What I know about the nuances and subtleties of the world’s most popular sport would fit into a garbanzo bean.
Yet something I have learned over the years about soccer is that the ability to score is similar to the ability to hit a baseball. Either you can do it, or you can’t. Why it is that way I do not know. I just accept it.
So it is with forward Caroline Smith, the greatest soccer player in the history of Kansas University athletics. Smith does not look like a skilled soccer player. She looks like one of hundreds of other students. It makes you wonder if her classmates have any idea what a talented soccer player she is.
I’ll never forget the first time I saw Smith play as a freshman during the 2002 season. Her name had been appearing regularly in game stories because she had been scoring at a regular clip, so I went to watch her in action.
My reaction: THAT’S Caroline Smith???
If you lined her up with four other players of lesser skills and asked the man on the street to pick her from among the five, he would almost certainly point to one of the other four.
Smith, who grew up in suburban Minneapolis, just doesn’t fit the prototype – primarily because she stands just 5-foot-2. In fact, she and freshman Jessica Bush are the shortest players on KU’s roster.

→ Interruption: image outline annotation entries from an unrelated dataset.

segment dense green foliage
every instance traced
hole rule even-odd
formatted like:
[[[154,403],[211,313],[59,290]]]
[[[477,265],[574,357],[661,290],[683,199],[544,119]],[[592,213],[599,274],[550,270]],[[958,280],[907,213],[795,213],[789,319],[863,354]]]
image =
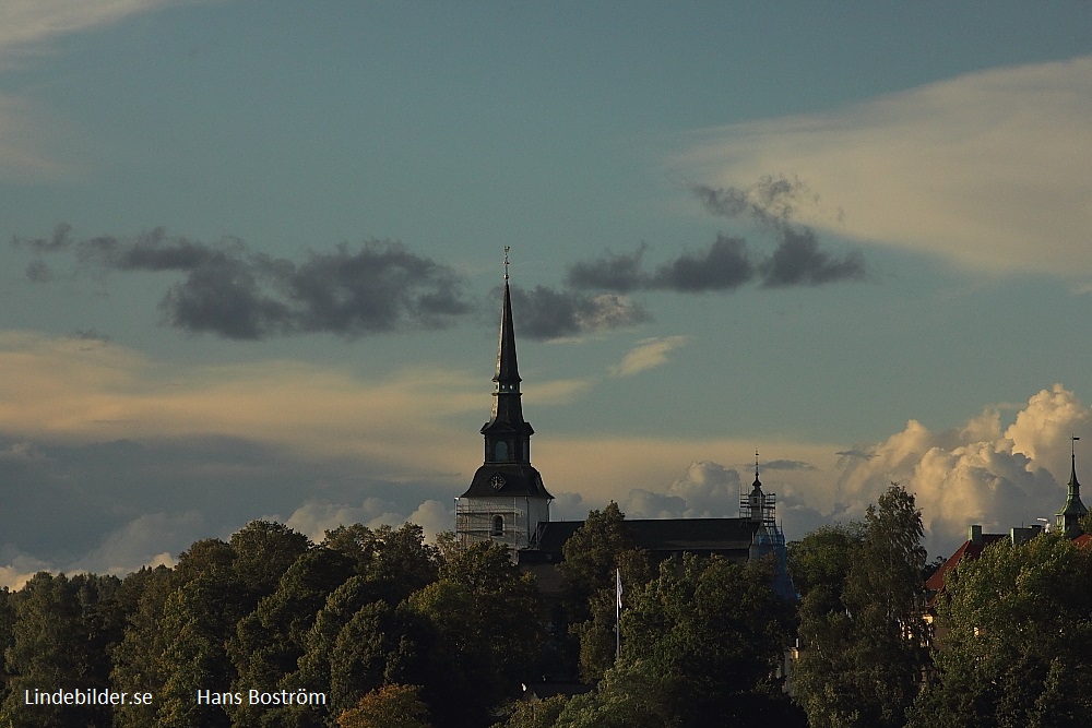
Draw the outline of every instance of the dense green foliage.
[[[905,724],[928,664],[922,533],[914,497],[892,485],[864,526],[822,528],[792,549],[803,592],[794,692],[812,728]]]
[[[772,563],[652,563],[624,518],[614,503],[589,515],[546,597],[503,546],[431,546],[412,524],[311,544],[258,521],[197,541],[171,569],[40,573],[0,589],[0,725],[929,728],[1092,715],[1092,549],[1059,535],[998,542],[949,573],[934,635],[921,514],[898,486],[863,523],[788,545],[796,604],[775,596]],[[543,675],[586,684],[520,701],[520,683]],[[107,687],[155,700],[24,705],[27,691]],[[233,700],[251,689],[324,702]]]
[[[936,673],[911,725],[1082,726],[1092,716],[1092,551],[1000,541],[949,575]]]

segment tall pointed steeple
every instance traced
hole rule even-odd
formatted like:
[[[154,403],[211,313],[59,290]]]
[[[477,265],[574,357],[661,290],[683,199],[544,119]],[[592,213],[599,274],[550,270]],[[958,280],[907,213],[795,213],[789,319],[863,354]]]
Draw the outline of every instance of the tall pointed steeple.
[[[1066,504],[1055,514],[1058,528],[1065,532],[1068,538],[1077,538],[1083,533],[1081,528],[1081,516],[1089,512],[1081,502],[1081,484],[1077,480],[1077,441],[1080,438],[1073,437],[1071,468],[1069,470],[1069,493],[1066,496]]]
[[[508,251],[505,248],[505,300],[500,308],[500,341],[497,343],[497,373],[494,374],[494,401],[492,417],[482,428],[482,434],[486,435],[486,462],[489,462],[489,435],[488,431],[501,433],[511,430],[519,432],[521,442],[510,438],[501,438],[496,442],[508,442],[512,445],[497,462],[505,462],[515,457],[517,452],[522,451],[524,462],[531,461],[531,435],[534,430],[523,419],[523,404],[520,393],[520,365],[515,355],[515,324],[512,322],[512,291],[508,287]],[[495,443],[496,444],[496,443]],[[520,445],[523,445],[522,447]],[[503,447],[501,447],[503,450]],[[497,457],[498,453],[491,453]]]
[[[455,509],[455,533],[463,542],[482,538],[500,540],[514,549],[526,548],[549,521],[554,497],[531,465],[531,423],[523,419],[520,367],[515,356],[512,293],[508,286],[508,248],[505,248],[505,290],[500,307],[500,338],[494,374],[492,413],[482,426],[485,462]]]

While hardly a wisp, Smith isn’t built like a Mack truck, either. Yet she is compact, sneakily quick, deceptively athletic and gifted with the knack of putting the ball between the posts.
Incidentally, I can’t tell you how much she weighs because Title IX doesn’t delve into that territory in college athletics. Universities list heights and weights for men’s teams, but only heights for women’s teams. I’m not saying that’s wrong, but equality is equality, isn’t it?
Anyway, back to Caroline Smith. During her senior season – which starts today with a game against Michigan – every goal she makes, every assist she earns and every shot she takes only will add to her school career records.
She is Ms. Soccer at Kansas University, and she has earned that accolade because she has not wasted her inherent skills. She plays hard, she plays hurt and she plays to win.
Last year, for example, during the best season in KU soccer history, Smith scored eight fewer goals than she did the year before, but she had seven more assists. In other words, she didn’t try to hog the ball with all those defenders hanging on her.
“They can try to double-team me,” she says, “but I know the adjustments I have to make.”
Coach Mark Francis worries not when opposing coaches assign two or three defenders to shadow her because he knows Smith will make them pay by sharing the checkered rock with her teammates.
“It doesn’t seem to have worked so far,” Francis said of the defensive overloads against Smith. “It just means somebody else is open.”
Even with as little soccer knowledge as I possess, I still enjoy watching an athlete who is superior in his or her sport. So even if you’re soccer-challenged like me, you might enjoy watching Caroline Smith and the defending Big 12 champion Jayhawks in action.